December 9, 2016

A scatter plot

p <- qplot(x, y, data = bivar); p

A linear fit

p + geom_smooth(method = "lm")

A polynomial fit

p + geom_smooth(method = "lm", formula = y ~ poly(x, 5))

Another polynomial fit

p + geom_smooth(method = "lm", formula = y ~ poly(x, 20))

A spline smooth

p + geom_smooth(method = "gam", formula = y ~ s(x))

A loess smooth

p + geom_smooth(method = "loess")  ## Actually the default

Smoothing with ggplot2

The geom_smooth function easily adds misc. model fits or scatter plot smoothers to the scatter plot.

The stat_smooth function is reponsible for delegating the computations. See ?stat_smooth.

Spline smoothing is performed via the gam function in the mgcv package, whereas loess smoothing is via the loess function in the stats package.

Any "smoother" can be used that supports a formula interface and has a prediction function adhering to the standards of predict.lm.

Running mean

Implementation assuming \(y\) in correct order.

runMean <- function(y, m) {
  n <- length(y)
  k <- 2 * m + 1
  y <- y / k
  s <- rep(NA, n)
  s[m + 1] <- sum(y[1:k])
  for(i in (m + 1):(n - m - 1)) 
    s[i + 1] <- s[i] - y[i - m] + y[i + 1 + m]
  s
}

(See filter for a much faster alternative.)

An interface for geom_smooth.

rMean <- function(..., data, m = 10) {
  ord <- order(data$x)  ## Reordering if necessary
  structure(list(x = data$x[ord], y = runMean(data$y[ord], m = m)), 
            class = "rMean")
}
predict.rMean <- function(object, newdata, ...) 
  approx(object$x, object$y, newdata$x)$y ## Linear interpolation

A running mean

p + geom_smooth(method = "rMean", se = FALSE, n = 200)

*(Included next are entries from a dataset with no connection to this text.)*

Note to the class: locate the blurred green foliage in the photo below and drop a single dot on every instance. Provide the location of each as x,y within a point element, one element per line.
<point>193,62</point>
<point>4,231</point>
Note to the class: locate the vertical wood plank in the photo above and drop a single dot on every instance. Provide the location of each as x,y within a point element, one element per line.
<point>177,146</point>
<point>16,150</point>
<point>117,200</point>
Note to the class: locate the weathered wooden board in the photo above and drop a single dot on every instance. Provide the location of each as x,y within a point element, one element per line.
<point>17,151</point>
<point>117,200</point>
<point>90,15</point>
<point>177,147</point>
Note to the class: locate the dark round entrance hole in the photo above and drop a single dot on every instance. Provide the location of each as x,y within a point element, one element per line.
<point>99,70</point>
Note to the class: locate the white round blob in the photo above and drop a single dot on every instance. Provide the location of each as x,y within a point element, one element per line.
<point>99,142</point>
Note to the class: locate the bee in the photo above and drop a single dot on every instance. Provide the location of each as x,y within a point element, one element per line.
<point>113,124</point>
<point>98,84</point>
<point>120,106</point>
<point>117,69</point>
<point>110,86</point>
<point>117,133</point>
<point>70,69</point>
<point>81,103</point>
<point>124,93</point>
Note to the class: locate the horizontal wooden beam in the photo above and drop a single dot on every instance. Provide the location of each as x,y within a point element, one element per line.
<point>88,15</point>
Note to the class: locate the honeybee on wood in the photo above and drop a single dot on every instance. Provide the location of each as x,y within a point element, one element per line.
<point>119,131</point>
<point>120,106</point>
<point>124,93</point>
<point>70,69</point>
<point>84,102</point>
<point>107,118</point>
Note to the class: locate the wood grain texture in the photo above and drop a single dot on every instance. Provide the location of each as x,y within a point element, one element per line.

Returning to the internet traffic data

traffic <- read_csv("http://nielsrhansen.github.io/Dong/BUinternet.txt")
traffic <- traffic %>% 
  select(-url) %>%
  filter(size > 0) %>% 
  mutate(speed = size / time) %>%
  sample_n(10000)  ## Subsampling data

Faceting

p <- ggplot(traffic, aes(x = size, y = speed)) + 
  geom_point() + 
  scale_x_log10() + scale_y_log10() +
  facet_wrap(~ `machine name`)

Faceting

Fewer machines

traffic <- traffic %>% 
  filter(`machine name` %in% c("animal", "beaker", "bugs", "bunsen"))
p <- ggplot(traffic, aes(x = size, y = speed)) + 
  geom_point() + 
  scale_x_log10() + scale_y_log10() +
  facet_wrap(~ `machine name`)

Adding smoothers to all plots

p + geom_smooth(se = FALSE) + 
  geom_smooth(method = "lm", se = FALSE, color = "red")

One machine

traffic <- traffic %>% 
  filter(`machine name` == "animal") 
p <- ggplot(traffic, aes(x = size, y = speed)) + 
  geom_point() + 
  scale_x_log10() + scale_y_log10() +
  geom_smooth(method = "rMean", se = FALSE, n = 200)

This time using our own smoother, and

library(plotly)

the plotly package for producing an interactive plot.

Using plotly

ggplotly(p)